Flying your aerial drone inside a covered structure requires safety equipment, special settings, and a high degree of skill. This subject has been explored by a number of other bloggers, so we’ll summarize their recommendations and present a few of our own.
The FAA Does Not Have Jurisdiction over Indoor Flying
Part 107 doesn’t mention flying indoors because these areas are not considered navigable air space. However, there are a number of applications for indoor flying, including real estate photography, conventions, games, and drone competitions. Such applications require special considerations by the pilot. We’ll cover several in this article.
When flying indoors, there’s significant risk that your drone will get damaged, harm people, and/or damage property. Therefore, check with your insurance company to see if indoor flight injuries and damages are covered.
Many drone pilots use Verify, now Thimble, a popular pay by the hour insurance company, which specifically excludes coverage for indoor flying. Our own insurance company, Global Aerospace, excludes coverage for competitions, but otherwise appears to cover indoor operations (per my agent). This gets confusing, since Thimble contracts with Global Aerospace. So, read your policy carefully to ensure you’re covered for flying indoors.
Tips for Flying Indoors
- Always use propeller guards to reduce injury and damage.
- Turn off GPS positioning. Interference or loss of signal can lead to unintended drone movements. For certain DJI drones, this means turning off P mode, and using ATTI mode instead.
- Related to 2, don’t use automated flight settings such as tracking or waypoints.
- Turn off obstacle avoidance. Although vision systems are excellent for outdoor flying, they can lead to stubborn flight control indoors and possible human error through over-reaction.
- Use beginner mode, if your flight controller supports it. Flight control stick sensitivities are decreased.
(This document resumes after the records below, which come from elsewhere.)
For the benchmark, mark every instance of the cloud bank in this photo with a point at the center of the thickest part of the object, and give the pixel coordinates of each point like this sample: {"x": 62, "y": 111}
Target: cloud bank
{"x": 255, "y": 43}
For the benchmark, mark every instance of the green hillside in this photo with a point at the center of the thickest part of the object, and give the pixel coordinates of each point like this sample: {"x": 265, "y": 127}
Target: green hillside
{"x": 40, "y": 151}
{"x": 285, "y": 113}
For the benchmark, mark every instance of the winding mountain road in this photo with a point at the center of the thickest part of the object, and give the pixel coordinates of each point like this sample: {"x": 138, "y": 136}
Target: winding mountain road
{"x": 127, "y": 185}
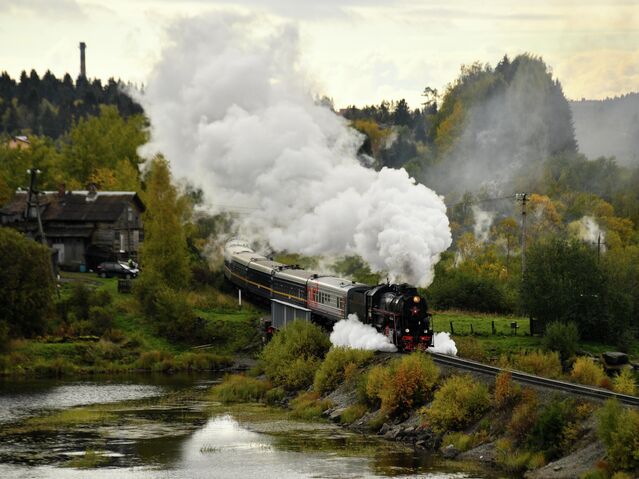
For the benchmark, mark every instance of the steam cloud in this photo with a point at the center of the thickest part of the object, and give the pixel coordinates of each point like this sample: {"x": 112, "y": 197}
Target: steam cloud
{"x": 483, "y": 222}
{"x": 590, "y": 231}
{"x": 231, "y": 111}
{"x": 352, "y": 333}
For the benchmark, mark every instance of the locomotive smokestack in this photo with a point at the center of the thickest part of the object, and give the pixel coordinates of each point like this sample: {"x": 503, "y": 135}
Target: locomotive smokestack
{"x": 83, "y": 69}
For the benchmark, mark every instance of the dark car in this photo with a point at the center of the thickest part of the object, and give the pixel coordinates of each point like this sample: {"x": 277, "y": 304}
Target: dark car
{"x": 108, "y": 270}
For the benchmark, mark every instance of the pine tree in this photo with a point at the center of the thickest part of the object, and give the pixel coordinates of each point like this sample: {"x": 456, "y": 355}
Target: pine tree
{"x": 164, "y": 253}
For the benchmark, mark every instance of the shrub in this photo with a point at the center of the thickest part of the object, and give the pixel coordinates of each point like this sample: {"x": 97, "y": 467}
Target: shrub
{"x": 353, "y": 413}
{"x": 104, "y": 349}
{"x": 625, "y": 383}
{"x": 275, "y": 396}
{"x": 309, "y": 406}
{"x": 409, "y": 383}
{"x": 149, "y": 359}
{"x": 375, "y": 380}
{"x": 291, "y": 358}
{"x": 523, "y": 417}
{"x": 516, "y": 461}
{"x": 542, "y": 364}
{"x": 337, "y": 362}
{"x": 201, "y": 361}
{"x": 563, "y": 338}
{"x": 240, "y": 388}
{"x": 463, "y": 442}
{"x": 595, "y": 474}
{"x": 618, "y": 429}
{"x": 506, "y": 392}
{"x": 548, "y": 430}
{"x": 457, "y": 288}
{"x": 621, "y": 475}
{"x": 26, "y": 284}
{"x": 460, "y": 401}
{"x": 4, "y": 336}
{"x": 101, "y": 319}
{"x": 585, "y": 371}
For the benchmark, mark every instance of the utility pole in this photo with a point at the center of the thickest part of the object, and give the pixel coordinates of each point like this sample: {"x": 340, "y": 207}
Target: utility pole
{"x": 34, "y": 204}
{"x": 523, "y": 197}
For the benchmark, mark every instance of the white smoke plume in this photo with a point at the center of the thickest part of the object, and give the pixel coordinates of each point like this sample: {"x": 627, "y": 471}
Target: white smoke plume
{"x": 444, "y": 344}
{"x": 354, "y": 334}
{"x": 483, "y": 222}
{"x": 231, "y": 111}
{"x": 590, "y": 231}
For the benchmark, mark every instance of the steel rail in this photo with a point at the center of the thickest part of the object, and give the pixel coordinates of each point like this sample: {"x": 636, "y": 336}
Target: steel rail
{"x": 521, "y": 377}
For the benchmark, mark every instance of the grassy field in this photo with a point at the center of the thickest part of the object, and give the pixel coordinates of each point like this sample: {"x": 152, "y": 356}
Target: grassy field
{"x": 505, "y": 340}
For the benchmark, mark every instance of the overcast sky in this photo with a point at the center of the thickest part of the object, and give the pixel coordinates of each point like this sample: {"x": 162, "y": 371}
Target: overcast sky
{"x": 356, "y": 51}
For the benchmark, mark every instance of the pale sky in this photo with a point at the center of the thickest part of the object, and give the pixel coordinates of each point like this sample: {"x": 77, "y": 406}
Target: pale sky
{"x": 356, "y": 51}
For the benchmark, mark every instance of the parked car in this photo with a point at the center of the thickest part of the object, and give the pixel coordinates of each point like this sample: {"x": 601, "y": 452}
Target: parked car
{"x": 133, "y": 266}
{"x": 110, "y": 269}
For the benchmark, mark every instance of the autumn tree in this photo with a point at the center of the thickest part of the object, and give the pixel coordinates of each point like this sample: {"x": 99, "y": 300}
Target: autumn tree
{"x": 26, "y": 285}
{"x": 103, "y": 142}
{"x": 164, "y": 254}
{"x": 563, "y": 282}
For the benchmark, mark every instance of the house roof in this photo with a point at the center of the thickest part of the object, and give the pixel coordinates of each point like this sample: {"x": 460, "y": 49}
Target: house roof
{"x": 77, "y": 206}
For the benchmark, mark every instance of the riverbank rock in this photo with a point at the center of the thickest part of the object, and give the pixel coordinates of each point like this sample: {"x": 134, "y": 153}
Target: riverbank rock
{"x": 571, "y": 466}
{"x": 450, "y": 452}
{"x": 484, "y": 453}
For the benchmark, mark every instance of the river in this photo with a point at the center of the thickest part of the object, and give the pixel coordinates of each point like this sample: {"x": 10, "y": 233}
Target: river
{"x": 158, "y": 426}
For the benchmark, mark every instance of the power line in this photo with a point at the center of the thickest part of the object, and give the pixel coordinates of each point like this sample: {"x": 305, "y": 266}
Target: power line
{"x": 485, "y": 200}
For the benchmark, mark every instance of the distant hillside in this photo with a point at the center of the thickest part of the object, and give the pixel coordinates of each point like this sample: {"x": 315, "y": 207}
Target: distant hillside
{"x": 49, "y": 106}
{"x": 608, "y": 127}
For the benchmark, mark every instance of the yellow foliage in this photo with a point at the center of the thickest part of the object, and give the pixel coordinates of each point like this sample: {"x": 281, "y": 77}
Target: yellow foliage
{"x": 625, "y": 383}
{"x": 506, "y": 392}
{"x": 524, "y": 416}
{"x": 460, "y": 401}
{"x": 449, "y": 129}
{"x": 374, "y": 132}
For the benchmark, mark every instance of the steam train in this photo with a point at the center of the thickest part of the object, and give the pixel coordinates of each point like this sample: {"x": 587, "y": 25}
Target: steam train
{"x": 395, "y": 310}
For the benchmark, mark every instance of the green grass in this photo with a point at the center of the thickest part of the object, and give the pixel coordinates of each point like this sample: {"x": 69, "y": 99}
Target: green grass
{"x": 481, "y": 323}
{"x": 134, "y": 337}
{"x": 504, "y": 342}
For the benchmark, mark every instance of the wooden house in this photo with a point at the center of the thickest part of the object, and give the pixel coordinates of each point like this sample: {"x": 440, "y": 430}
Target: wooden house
{"x": 84, "y": 227}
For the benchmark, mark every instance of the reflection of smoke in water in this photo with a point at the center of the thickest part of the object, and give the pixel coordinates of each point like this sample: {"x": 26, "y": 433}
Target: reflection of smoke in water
{"x": 444, "y": 344}
{"x": 352, "y": 333}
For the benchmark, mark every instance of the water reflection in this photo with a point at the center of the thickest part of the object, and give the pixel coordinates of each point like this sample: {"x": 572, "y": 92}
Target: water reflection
{"x": 24, "y": 398}
{"x": 172, "y": 433}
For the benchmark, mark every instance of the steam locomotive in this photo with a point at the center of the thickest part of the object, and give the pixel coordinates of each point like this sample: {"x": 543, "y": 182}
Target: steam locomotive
{"x": 395, "y": 310}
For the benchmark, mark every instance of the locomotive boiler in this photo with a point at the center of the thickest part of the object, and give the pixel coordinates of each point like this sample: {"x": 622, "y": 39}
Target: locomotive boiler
{"x": 395, "y": 310}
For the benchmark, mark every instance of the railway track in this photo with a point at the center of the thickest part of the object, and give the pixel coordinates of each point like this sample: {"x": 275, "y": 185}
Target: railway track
{"x": 524, "y": 378}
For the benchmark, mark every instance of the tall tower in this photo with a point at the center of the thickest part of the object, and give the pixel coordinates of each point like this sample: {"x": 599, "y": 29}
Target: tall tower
{"x": 83, "y": 67}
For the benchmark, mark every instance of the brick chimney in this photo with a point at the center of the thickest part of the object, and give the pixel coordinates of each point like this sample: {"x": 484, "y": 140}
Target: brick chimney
{"x": 93, "y": 192}
{"x": 83, "y": 68}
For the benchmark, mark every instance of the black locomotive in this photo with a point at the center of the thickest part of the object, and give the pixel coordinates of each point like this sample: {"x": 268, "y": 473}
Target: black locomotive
{"x": 395, "y": 310}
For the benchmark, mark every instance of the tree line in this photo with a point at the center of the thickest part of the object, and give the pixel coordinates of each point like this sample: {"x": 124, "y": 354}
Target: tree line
{"x": 50, "y": 106}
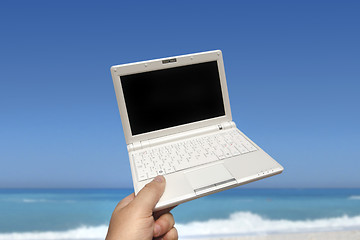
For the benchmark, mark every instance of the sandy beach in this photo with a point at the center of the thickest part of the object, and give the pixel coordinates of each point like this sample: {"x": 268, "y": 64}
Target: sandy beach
{"x": 338, "y": 235}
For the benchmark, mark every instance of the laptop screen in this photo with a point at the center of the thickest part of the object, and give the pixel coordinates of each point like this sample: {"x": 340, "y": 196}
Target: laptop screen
{"x": 171, "y": 97}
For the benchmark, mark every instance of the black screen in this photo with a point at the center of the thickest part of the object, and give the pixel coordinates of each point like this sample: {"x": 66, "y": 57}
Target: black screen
{"x": 171, "y": 97}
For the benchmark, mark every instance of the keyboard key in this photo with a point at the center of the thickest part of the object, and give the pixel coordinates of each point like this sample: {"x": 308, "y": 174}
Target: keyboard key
{"x": 182, "y": 155}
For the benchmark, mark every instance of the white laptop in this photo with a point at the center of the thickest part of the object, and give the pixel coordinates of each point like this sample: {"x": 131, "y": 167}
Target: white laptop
{"x": 177, "y": 122}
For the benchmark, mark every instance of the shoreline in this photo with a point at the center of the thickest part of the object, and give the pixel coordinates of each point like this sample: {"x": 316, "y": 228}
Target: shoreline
{"x": 326, "y": 235}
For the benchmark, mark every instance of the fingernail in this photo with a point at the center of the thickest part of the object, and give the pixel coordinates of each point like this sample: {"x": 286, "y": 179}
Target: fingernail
{"x": 156, "y": 230}
{"x": 159, "y": 179}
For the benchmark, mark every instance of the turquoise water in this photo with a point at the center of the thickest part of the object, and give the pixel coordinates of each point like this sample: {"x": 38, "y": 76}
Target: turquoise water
{"x": 86, "y": 212}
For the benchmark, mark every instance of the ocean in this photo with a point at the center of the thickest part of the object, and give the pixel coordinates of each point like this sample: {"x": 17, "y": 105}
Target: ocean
{"x": 85, "y": 213}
- Avoid ceilings, walls, and other flat surfaces. Prop wash causes unpredictable flight behavior.
- Turn off automatic Return to Home. If possible, set loss of signal action to hover in place.
For additional information, please refer to:
Alternatives to Flying Indoors
Indoor photography can often be done just as effectively with a camera mounted onto a pole, rather than using an aerial drone. For example, mount your camera onto a glide stabilizer and walk your camera through the desired area. (We use our Samsung S20+ cell phone on a DJI Osmo for these shots.) Reduce camera shake with your video processor’s image stabilization filter.
This same technique can be used outdoors as well. A client once asked us to survey an asphalt road, suggesting that we fly just below the tree canopy. They were happy to learn of a much simpler method to mount a camera in front of and above their truck to capture their footage.
However, the cell phone/Osmo solution doesn’t work in high winds. For example, I once tried this technique from the open cockpit of a biplane but the 80 mph wind overpowered the Osmo. That approach was an epic failure, but salvaged by holding the cell phone and stabilizing the video in post processing.
When there’s no other solution than flying indoors, then we advise extreme caution, following these tips, and checking your insurance coverage.